From TD Garden to the Lab
Adel Djellouli, a materials scientist at Harvard University, first noticed the persistent squeaking while watching a Boston Celtics game at TD Garden. “This squeaking sound when players are sliding on the floor is omnipresent,” he explained. Intrigued, Djellouli and his team set out to understand the mechanics behind the sound.
The Experiment: Glass, Sneakers, and High-Speed Cameras
Researchers slid a sneaker against a smooth glass plate, recording the resulting squeaks with a microphone and filming the process with a high-speed camera. The study, published in the journal Nature, revealed that the squeaking occurs as tiny sections of the shoe’s sole rapidly lose and regain contact with the floor—thousands of times per second.
Rippling Soles and High-Frequency Waves
“That squeaking is basically your shoe rippling, or creating wrinkles that travel super fast. They repeat at a high frequency, and this is why you get that squeaky noise,” Djellouli said. The frequency of these ripples corresponds to the pitch of the squeak we hear.
Grip Patterns Play a Role
The study also found that the grip patterns on shoe soles influence the squeaking. When researchers tested flat, featureless rubber against the glass, they observed disorganized ripples but no squeaking sound. The ridge-like designs on typical shoe soles appear to organize these bursts, producing a clear, high-pitched squeak.
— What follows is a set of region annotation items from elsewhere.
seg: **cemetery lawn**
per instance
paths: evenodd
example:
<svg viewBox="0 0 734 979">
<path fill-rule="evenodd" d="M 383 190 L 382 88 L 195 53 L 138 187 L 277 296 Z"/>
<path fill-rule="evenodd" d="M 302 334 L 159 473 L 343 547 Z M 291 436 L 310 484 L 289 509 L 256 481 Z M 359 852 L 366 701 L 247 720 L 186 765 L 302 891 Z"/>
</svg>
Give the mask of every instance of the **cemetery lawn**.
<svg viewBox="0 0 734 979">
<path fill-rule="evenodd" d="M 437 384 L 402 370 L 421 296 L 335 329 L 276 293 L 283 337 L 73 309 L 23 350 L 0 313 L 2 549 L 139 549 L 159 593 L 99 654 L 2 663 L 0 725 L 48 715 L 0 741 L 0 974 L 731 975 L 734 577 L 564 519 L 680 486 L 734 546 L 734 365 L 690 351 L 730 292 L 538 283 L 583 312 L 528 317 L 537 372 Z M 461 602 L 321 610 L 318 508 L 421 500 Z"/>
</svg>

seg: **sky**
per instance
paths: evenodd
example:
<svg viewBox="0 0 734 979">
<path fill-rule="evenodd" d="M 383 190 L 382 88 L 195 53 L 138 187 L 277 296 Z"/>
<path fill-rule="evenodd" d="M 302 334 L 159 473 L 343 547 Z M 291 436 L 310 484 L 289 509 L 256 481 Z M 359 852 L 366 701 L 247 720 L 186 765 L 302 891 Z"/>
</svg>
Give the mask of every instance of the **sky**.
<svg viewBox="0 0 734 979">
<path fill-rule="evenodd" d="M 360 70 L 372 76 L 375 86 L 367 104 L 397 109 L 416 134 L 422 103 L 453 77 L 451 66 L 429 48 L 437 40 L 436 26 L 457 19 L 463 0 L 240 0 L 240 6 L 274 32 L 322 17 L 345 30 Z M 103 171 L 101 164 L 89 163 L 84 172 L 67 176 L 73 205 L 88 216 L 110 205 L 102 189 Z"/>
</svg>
Beyond Basketball: Implications for Friction Research
While the research began with a simple observation about basketball shoes, its implications extend far beyond the court. Understanding friction at these high speeds could have broader applications in fields like earthquake science and energy efficiency. As physicist Bart Weber noted in an accompanying editorial, “Friction is one of the oldest and most intricate problems in physics,” and this research provides new insights into predicting and controlling it.
The Future of Squeak-Free Shoes
Though the study doesn’t offer an immediate solution to eliminate squeaky shoes, it opens the door to designing footwear that either minimizes or even controls the sound. Researchers found that altering the thickness of the rubber sole could change the pitch of the squeak, suggesting the possibility of fine-tuning shoes to produce inaudible frequencies. “We can now start designing for it,” said Weber.